A iniciativa pretende ser a primeira do país dedicada exclusivamente ao tema. Segundo o fazendeiro Carlos Augusto Gouvêa, conhecido como Tonga, há uma lacuna de conhecimento técnico específico sobre o búfalo. Ele defende estudos que envolvam desde melhoramento genético até agregação de valor ao leite, ao couro e à carne, além de manejo e sanidade. A ideia é que o centro reúna profissionais de diferentes áreas, não apenas veterinários, agrônomos, zootecnistas e biólogos, mas também especialistas em alimentos, turismo e medicina.

Enquanto o projeto ainda está em fase de planejamento, a família diversifica suas fontes de renda por meio do turismo de experiência. Criada em 2017, a “Vivência Mironga” oferece visitas guiadas à propriedade, permitindo que turistas acompanhem a produção artesanal de queijo de búfala e conheçam as práticas agroecológicas adotadas na fazenda.

Gabriela Gouvêa, filha de Tonga e presidente da Associação dos Produtores de Leite e Queijo do Marajó (APLQM), explica que a fazenda chegou a considerar a ampliação da produção de queijos e doces. Com a entrada do turismo, no entanto, a estratégia foi revista. Atualmente, a atividade turística responde por cerca de dois terços da receita da propriedade.
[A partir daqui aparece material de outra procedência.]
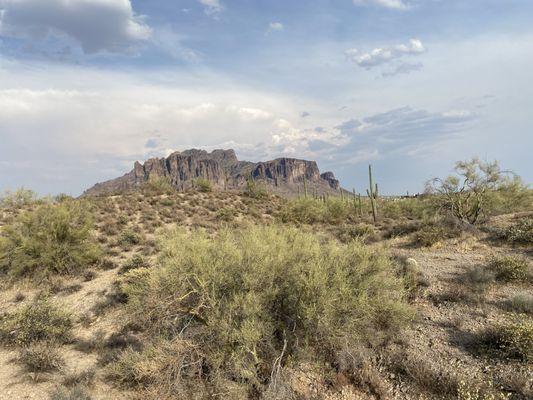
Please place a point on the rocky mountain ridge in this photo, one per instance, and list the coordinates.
(283, 176)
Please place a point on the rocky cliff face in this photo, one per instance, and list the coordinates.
(284, 176)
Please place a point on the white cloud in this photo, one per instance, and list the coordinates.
(385, 55)
(97, 25)
(392, 4)
(275, 27)
(211, 7)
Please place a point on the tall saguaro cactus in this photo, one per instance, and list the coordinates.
(372, 194)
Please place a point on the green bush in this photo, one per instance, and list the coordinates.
(512, 339)
(40, 321)
(509, 268)
(136, 261)
(521, 303)
(362, 231)
(247, 296)
(226, 214)
(520, 232)
(203, 185)
(52, 239)
(75, 393)
(40, 357)
(128, 237)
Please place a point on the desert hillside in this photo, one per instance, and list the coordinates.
(209, 293)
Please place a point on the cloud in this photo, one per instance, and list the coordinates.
(391, 4)
(275, 27)
(380, 56)
(404, 68)
(212, 7)
(97, 25)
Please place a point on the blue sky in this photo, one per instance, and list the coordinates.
(89, 86)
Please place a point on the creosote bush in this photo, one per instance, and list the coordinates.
(238, 303)
(509, 268)
(520, 232)
(52, 239)
(513, 339)
(40, 321)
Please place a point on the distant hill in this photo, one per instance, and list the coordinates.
(283, 176)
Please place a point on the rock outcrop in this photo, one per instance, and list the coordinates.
(284, 176)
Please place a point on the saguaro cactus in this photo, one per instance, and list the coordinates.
(372, 194)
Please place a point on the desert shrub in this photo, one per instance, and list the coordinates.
(509, 268)
(513, 339)
(413, 208)
(39, 321)
(520, 232)
(203, 185)
(521, 303)
(40, 357)
(128, 237)
(17, 199)
(362, 231)
(53, 239)
(226, 214)
(468, 193)
(426, 373)
(75, 393)
(247, 296)
(137, 261)
(336, 210)
(479, 279)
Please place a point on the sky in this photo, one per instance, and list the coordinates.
(87, 87)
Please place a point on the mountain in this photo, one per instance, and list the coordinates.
(283, 176)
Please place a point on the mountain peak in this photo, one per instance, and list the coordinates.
(284, 176)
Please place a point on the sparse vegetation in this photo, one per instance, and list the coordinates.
(252, 295)
(39, 321)
(509, 268)
(221, 294)
(520, 232)
(40, 357)
(476, 189)
(52, 239)
(512, 339)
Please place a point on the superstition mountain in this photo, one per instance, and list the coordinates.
(283, 176)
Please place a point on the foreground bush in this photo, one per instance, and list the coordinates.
(53, 239)
(239, 304)
(513, 339)
(40, 321)
(509, 268)
(520, 232)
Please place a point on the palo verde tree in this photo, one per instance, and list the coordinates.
(468, 193)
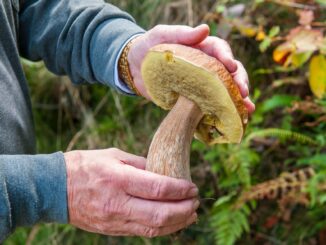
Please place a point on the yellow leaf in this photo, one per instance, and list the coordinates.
(317, 75)
(282, 52)
(260, 36)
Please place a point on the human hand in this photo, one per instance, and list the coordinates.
(195, 37)
(109, 192)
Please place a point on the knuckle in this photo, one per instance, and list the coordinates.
(150, 232)
(159, 219)
(158, 189)
(114, 150)
(111, 209)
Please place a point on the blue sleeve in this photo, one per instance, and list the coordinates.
(78, 38)
(32, 190)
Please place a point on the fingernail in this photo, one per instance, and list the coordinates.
(245, 91)
(196, 204)
(193, 219)
(193, 192)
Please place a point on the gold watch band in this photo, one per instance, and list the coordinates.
(124, 70)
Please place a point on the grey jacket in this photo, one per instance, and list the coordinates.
(79, 38)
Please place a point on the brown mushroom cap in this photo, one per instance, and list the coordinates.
(172, 69)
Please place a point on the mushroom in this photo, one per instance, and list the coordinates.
(204, 100)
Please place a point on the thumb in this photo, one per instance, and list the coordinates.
(179, 34)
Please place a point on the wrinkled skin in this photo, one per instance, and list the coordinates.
(194, 37)
(109, 192)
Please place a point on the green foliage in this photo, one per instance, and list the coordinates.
(229, 222)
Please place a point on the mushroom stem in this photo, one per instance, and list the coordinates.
(169, 152)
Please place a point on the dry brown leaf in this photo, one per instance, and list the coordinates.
(317, 75)
(305, 17)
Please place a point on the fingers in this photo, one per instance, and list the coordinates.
(240, 76)
(219, 49)
(178, 34)
(130, 228)
(249, 104)
(126, 158)
(157, 213)
(147, 185)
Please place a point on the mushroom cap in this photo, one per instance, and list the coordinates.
(170, 70)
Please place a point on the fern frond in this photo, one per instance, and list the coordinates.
(288, 184)
(281, 134)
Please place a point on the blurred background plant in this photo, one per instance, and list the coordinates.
(267, 190)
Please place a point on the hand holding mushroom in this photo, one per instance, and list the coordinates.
(201, 90)
(193, 37)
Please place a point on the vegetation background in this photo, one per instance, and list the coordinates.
(267, 190)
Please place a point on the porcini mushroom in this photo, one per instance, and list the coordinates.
(203, 98)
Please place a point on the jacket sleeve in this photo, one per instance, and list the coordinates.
(32, 190)
(79, 38)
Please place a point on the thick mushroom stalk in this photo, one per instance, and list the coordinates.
(169, 152)
(204, 99)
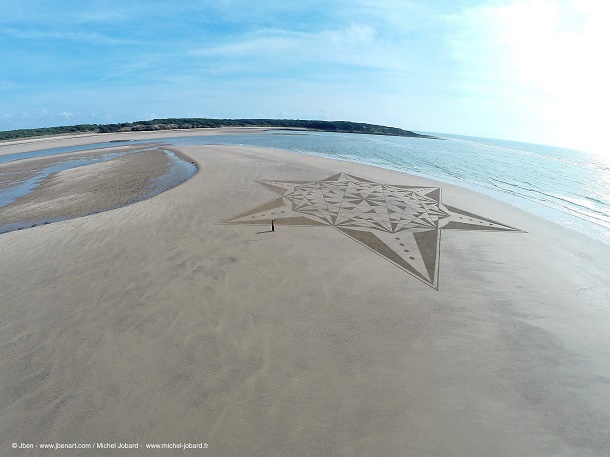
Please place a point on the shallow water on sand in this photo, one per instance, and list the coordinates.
(179, 170)
(569, 187)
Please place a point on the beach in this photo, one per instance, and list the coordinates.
(183, 319)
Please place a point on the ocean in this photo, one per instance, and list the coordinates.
(568, 187)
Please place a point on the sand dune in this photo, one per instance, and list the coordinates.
(159, 323)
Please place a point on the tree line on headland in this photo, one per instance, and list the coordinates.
(196, 123)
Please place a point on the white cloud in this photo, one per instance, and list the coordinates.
(88, 37)
(354, 45)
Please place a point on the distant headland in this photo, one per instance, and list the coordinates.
(197, 123)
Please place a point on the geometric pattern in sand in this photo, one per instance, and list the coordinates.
(402, 224)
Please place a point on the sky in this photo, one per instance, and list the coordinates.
(526, 70)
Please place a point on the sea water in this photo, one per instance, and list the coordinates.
(571, 188)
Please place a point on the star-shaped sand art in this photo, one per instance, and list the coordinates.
(403, 224)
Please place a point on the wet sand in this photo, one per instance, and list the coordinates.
(80, 191)
(160, 322)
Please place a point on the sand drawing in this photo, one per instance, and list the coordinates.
(403, 224)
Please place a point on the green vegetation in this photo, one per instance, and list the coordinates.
(195, 123)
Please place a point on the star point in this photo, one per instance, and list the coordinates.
(402, 224)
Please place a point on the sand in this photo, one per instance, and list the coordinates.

Outro pilar da economia local é o queijo do Marajó, produzido a partir de leite cru com técnicas tradicionais. O processo de regulamentação dessa produção artesanal levou anos e contou com participação ativa da família Gouvêa, que contribuiu para a construção de uma legislação sanitária específica para o produto.

Em 2013, a queijaria da Mironga tornou-se a primeira da região a obter inspeção oficial. Anos depois, o queijo conquistou a Indicação Geográfica concedida pelo Instituto Nacional da Propriedade Industrial (INPI), ampliando seu valor agregado e visibilidade. O processo teve apoio técnico e institucional do Sebrae, que atuou no diagnóstico, na legalização e na organização coletiva dos produtores locais.

As informações são do Estadão, adaptadas pela equipe MilkPoint.